Frederick extends appreciation to and presents fellow artist Sean Watkins with his video assembly and production, ingenious video installation design, and for his collegial assistance and collaboration with the installation. Frederick also extends her appreciation to Matt Nolan for his photographs of the primordial forest taken in Northern California and accomplished during Frederick’s George Mason University provost award for creative study.

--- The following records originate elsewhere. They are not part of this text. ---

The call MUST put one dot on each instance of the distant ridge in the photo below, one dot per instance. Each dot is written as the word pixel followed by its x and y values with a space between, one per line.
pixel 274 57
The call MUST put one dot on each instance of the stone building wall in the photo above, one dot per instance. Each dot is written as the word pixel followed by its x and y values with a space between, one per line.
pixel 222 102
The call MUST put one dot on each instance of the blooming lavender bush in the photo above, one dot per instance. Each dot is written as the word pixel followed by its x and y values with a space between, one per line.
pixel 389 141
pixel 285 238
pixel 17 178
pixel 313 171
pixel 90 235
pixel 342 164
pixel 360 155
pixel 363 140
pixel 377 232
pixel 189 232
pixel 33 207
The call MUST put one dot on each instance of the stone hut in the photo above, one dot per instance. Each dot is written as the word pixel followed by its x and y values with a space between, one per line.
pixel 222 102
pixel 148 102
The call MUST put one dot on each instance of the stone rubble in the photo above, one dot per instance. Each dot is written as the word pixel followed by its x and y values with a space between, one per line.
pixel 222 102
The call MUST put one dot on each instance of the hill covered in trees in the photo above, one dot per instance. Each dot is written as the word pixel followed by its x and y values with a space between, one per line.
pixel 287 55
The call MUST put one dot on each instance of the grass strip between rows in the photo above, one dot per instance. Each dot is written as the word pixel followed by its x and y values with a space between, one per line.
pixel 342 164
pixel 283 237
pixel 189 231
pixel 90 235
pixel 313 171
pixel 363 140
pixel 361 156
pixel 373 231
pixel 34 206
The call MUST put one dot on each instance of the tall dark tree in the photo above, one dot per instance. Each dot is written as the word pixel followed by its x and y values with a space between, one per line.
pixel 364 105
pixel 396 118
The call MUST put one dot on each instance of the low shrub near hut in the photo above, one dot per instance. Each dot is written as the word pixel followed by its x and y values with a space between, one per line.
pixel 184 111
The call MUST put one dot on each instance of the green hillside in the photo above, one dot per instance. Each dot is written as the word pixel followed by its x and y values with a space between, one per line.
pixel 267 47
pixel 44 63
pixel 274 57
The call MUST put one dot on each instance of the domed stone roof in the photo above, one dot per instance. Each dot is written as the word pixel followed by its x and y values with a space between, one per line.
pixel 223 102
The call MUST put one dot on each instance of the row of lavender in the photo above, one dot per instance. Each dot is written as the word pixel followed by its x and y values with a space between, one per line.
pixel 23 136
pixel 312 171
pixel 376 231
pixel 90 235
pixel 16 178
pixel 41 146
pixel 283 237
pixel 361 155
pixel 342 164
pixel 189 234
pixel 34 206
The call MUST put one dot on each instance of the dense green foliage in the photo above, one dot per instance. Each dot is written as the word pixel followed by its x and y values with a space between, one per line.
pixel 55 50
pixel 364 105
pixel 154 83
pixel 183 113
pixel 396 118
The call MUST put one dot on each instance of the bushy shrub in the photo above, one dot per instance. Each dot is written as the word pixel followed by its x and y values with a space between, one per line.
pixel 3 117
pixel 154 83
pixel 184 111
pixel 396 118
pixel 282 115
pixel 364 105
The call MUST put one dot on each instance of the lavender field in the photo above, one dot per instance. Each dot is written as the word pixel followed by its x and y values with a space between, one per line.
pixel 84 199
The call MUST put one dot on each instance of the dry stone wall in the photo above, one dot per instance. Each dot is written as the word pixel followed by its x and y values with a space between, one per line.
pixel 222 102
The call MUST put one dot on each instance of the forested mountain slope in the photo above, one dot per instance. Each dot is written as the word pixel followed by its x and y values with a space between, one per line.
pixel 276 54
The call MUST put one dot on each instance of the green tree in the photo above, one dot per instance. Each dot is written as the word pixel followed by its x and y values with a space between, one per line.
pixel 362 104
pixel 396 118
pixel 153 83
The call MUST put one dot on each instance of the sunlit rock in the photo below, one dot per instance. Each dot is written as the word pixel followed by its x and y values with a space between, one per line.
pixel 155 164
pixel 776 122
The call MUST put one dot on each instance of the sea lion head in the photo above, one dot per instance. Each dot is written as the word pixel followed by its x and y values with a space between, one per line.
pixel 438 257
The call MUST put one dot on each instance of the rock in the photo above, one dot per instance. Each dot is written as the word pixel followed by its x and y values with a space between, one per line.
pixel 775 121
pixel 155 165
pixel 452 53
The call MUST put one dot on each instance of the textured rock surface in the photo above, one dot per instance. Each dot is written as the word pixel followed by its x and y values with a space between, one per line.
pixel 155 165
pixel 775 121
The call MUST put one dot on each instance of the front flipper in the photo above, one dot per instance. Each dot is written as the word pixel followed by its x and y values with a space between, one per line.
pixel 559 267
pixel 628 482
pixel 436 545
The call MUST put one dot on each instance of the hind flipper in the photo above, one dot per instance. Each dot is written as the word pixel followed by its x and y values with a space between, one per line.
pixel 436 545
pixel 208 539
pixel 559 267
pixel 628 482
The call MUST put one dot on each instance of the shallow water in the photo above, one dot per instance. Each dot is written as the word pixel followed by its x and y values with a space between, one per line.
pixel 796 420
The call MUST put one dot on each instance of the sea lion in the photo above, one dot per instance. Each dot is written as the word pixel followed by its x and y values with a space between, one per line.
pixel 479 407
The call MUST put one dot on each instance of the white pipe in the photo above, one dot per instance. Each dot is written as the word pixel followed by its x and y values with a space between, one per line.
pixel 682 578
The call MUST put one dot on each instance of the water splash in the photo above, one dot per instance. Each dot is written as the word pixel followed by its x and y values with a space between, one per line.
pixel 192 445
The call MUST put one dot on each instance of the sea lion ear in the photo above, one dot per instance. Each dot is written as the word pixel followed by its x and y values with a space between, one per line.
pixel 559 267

Helen Frederick is known mainly for hand-driven media such as custom-formed paper, artist books, paintings, drawings, and prints that often incorporate the use of language. She also adapts electronic media and sculpture in her installations,as seen in the 2016 interactive work exhibited at The Phillips Collection, Washington DC. Frederick’s work is included in the Whitney Museum of American Art, the National Gallery of Art, Library of Congress, and the Smithsonian American Art Museum, DC and many other national and international collections. Major exhibitions of Frederick’s work have been held at the Eleanor D. Wilson Museum at Hollins University, VA, Dieu Donne’ Gallery, NY, Henie-Onstad Museum, Norway, and in traveling museum exhibitions in Japan, Scandinavia, Europe, Greece, The United States and South America. Frederick founded Pyramid-Atlantic, a center for contemporary printmaking, hand papermaking, and the art of the book, which she directed for twenty-eight years. As an advocate for and active participant in the Washington DC metropolitan area art scene, she has served on the directorial boards of various local and national organizations and national peer review panels. She has exhibited and curated exhibitions and fulfilled speaking engagements around the world, always emphasizing collaboration across disciplines. Her recent interest lies in understanding how assimilated technologies grow from indigenous cultures and are a primary trajectory of this century. Currently she serves as Professor of Art, School of Art and Design, directs printmaking and enjoys working with graduate students at George Mason School of Art, Fairfax, VA, where she is director of the department’s imprint Navigation Press, in tandem with her interest in coordinating international cultural projects. In 2008 she received the Southern Graphic Council International Printmaker Emeritus Award. She is featured in the Feminist Art Base, Brooklyn Museum of Art, and serves on the College Art Association Board of Directors.
Recent exhibitions include: IN UNISON: Twenty Washington DC Artists, Kenkeleba Gallery, NY, that featured prints produced in the School of Art, George Mason University printmaking studios, sponsored by Millennium Art Salon, FOUR PERSPECTIVES: Becoming MPA, McLean Center for the Arts, McLean, VA.; Celebrating Six Years of Hillyer Arts, International Art and Artists, Washington DC, anniversary show featuring over 86 artists from the greater metropolitan area, and Personal Patterns, curated by Claudia Rousseau for the Morris and Gwendolyn Cafritz. Foundation Art Center, Maryland.